All about Tipu Sultan

Top Story

March 9, 2019

LAHORE: While announcing a health insurance package for 112,000 families living in Tharparkar on Friday, Prime Minister Imran Khan once again emulated Tipu Sultan, speaking volumes of how much the Pakistani head of government is inspired by sub-continent’s courageous ruler of the 18th century.

It is worth mentioning that just over a week ago, on February 28, 2019, Imran Khan had drawn a comparison between the gallantry of Tipu Sultan (1750-1799) and the cowardice of the last Mughal Emperor, Bahadur Shah Zafar (1775-1862), who had to surrender before the British Empire.

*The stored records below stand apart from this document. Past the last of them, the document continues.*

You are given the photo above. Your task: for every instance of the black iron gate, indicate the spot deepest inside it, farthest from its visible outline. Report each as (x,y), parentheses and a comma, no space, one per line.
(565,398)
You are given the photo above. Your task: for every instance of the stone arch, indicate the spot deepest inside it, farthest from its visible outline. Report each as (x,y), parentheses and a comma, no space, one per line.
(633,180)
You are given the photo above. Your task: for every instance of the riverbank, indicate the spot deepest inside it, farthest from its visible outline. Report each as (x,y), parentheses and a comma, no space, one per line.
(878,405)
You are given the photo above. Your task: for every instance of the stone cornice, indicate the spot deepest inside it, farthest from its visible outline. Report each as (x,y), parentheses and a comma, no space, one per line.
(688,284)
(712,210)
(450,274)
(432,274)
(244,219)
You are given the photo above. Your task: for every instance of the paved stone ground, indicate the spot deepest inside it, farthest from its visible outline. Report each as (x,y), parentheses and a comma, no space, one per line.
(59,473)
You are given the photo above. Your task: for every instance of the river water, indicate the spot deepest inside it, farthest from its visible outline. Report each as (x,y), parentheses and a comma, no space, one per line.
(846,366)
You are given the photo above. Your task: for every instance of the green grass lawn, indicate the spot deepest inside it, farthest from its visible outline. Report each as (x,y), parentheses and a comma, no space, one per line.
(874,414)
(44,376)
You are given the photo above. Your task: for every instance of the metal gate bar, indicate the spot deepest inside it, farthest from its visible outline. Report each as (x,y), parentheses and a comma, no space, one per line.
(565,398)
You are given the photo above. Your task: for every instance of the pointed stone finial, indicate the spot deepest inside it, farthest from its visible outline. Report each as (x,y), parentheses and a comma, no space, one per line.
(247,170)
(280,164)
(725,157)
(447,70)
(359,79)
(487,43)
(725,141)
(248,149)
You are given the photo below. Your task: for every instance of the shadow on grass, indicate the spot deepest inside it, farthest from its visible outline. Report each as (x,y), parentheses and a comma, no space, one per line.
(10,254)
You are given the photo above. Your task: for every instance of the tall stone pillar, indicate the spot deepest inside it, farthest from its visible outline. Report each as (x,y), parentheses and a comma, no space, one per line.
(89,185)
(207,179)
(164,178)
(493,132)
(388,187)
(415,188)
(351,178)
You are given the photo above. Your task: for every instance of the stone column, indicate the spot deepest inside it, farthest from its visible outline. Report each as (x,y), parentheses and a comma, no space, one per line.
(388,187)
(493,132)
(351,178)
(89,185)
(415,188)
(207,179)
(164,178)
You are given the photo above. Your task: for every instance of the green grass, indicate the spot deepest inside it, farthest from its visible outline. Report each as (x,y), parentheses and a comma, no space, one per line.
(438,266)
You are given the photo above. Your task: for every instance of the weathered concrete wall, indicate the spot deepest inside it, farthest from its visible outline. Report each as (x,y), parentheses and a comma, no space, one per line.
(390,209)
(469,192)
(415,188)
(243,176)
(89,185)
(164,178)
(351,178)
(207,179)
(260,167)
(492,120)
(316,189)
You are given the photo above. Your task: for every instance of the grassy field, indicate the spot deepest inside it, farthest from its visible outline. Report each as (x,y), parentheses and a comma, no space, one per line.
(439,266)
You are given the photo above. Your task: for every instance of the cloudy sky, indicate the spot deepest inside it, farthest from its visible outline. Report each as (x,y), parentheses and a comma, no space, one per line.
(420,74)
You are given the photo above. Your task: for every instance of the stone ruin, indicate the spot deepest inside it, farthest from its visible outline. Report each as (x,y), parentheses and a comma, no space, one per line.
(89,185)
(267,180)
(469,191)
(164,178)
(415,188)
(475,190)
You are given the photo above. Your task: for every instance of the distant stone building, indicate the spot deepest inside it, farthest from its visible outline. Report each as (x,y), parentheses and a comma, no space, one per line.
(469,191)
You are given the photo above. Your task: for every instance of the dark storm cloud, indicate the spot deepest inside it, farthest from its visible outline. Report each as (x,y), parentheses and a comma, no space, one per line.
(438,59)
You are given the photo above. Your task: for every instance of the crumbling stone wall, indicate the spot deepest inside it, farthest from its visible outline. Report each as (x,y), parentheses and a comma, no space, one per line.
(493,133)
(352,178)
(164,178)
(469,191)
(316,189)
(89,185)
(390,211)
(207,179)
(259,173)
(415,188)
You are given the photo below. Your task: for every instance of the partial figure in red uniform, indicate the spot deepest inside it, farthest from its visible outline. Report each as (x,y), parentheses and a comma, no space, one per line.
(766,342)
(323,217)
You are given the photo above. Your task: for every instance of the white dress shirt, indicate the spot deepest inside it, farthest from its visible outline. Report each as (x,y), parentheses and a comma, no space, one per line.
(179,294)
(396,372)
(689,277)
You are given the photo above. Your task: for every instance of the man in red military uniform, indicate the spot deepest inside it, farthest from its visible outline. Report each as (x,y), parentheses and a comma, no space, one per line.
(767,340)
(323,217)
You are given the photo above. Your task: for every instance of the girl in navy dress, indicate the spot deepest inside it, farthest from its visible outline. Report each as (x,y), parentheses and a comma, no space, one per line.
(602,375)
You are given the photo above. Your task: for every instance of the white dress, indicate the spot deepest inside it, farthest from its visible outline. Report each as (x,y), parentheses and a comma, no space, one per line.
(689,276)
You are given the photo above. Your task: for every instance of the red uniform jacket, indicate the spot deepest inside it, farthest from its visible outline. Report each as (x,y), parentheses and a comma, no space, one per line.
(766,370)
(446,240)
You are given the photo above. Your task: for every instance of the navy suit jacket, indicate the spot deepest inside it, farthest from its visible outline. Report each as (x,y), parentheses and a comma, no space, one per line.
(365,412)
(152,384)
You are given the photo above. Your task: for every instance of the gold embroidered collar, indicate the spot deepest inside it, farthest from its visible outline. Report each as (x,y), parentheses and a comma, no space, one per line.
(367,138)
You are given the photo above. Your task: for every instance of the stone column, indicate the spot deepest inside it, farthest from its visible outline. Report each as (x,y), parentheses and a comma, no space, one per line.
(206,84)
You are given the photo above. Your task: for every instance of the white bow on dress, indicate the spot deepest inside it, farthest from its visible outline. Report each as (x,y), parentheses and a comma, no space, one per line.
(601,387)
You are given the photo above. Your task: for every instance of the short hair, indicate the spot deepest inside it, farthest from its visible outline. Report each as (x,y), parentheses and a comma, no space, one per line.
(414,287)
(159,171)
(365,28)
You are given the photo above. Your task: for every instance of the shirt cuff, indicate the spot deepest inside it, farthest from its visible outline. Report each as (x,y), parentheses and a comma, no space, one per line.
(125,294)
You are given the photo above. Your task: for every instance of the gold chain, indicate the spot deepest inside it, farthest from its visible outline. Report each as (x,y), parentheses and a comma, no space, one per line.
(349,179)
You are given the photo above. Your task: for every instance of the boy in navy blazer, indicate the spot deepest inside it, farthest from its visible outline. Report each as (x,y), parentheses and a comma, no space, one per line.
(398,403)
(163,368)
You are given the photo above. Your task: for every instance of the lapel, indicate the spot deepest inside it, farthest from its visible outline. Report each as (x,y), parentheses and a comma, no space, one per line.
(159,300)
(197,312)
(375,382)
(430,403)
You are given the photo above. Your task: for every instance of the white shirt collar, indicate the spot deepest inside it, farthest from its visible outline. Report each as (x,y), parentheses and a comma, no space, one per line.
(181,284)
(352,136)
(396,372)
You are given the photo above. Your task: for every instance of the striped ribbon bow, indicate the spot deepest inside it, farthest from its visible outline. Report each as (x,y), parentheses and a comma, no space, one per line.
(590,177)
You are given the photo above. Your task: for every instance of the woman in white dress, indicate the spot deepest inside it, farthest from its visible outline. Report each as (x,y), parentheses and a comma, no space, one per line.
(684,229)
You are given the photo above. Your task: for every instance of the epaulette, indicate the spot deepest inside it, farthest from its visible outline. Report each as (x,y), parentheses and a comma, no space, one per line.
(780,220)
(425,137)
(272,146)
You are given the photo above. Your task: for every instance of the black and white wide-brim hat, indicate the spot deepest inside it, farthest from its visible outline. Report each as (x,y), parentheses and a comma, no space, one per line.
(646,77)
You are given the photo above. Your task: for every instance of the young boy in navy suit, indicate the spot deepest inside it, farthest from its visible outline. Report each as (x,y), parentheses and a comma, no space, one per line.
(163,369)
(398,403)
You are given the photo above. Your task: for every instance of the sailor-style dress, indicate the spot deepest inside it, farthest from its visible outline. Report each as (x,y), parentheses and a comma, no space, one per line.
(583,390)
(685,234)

The Pakistani premier had drawn this comparison at the joint sitting of parliament, which was convened in the wake of the ongoing Pak-India tension. This is what Imran had stated on February 28 during the course of his crucial speech before both friends and his political adversaries: “We’d heard about the two kings. But our hero is Tipu Sultan, who used to say that a lion’s life for a day is preferable to hundred years of a jackal.”

Let us peek through the chronicles of history to see and analyze what had actually made Imran Khan compare Tipu Sultan, the Tiger of Mysore, to Mughal King Bahadur Shah Zafar. History reveals that while Mirza Abu Zafar Siraj-ud-din Muhammad Bahadur Shah Zafar had ruled India for 20 years between 1837 and 1857 till his surrender and consequent arrest, Fateh Ali Sahab Tipu or Tipu Sultan’s reign over the Kingdom of Mysore had spanned nearly 17 years between 1782 and 1799.

Both rulers just had one thing in common; they were betrayed by their most trusted cronies. While Tipu’s trust was betrayed by his most loyal army general, Mir Sadiq, Bahadur Shah Zafar had fallen to a few British spies and informers like Hakim Ahsanullah Khan and Mirza Illahi Bux within his ranks.

Tipu, the eldest son of Sultan Hyder Ali and Fatima Fakhr-un-Nisa, is famous in history for his innovations in coinage and for introduction of a new land revenue system that had literally stimulated the growth of Mysore’s silk industry.

Mysore was considered an economic power with high wages and living standards during Tipu’s eventful reign. He was named “Tipu Sultan” after a revered Sufi saint, Hazrat Tipu Mastan Aulia of Arcot, a town in the state of Tamil Nadu, India.

He is considered a pioneer in the use of rockets, during combats with the East India Company. Tipu, an implacable enemy of the British East India Company, had deployed the iron-cased rockets against advances of British forces and their allies during the various Anglo-Mysore wars.

Two of these rockets, with twin sharpened blades mounted on them, captured by the British at Srirangapatna, were later displayed in London’s Royal Artillery Museum. The British had copied the design, updated them and used them in their wars against celebrated French conqueror, Napoleon Bonaparte, who was Tipu’s ally against the British Empire.

Tipu’s Navy consisted of 20 battleships of 72 cannons and 20 frigates of 62 cannons. He had various conflicts with his neighbours and had fought many battles, including the famous Maratha-Mysore War, which had culminated after the inking of an accord.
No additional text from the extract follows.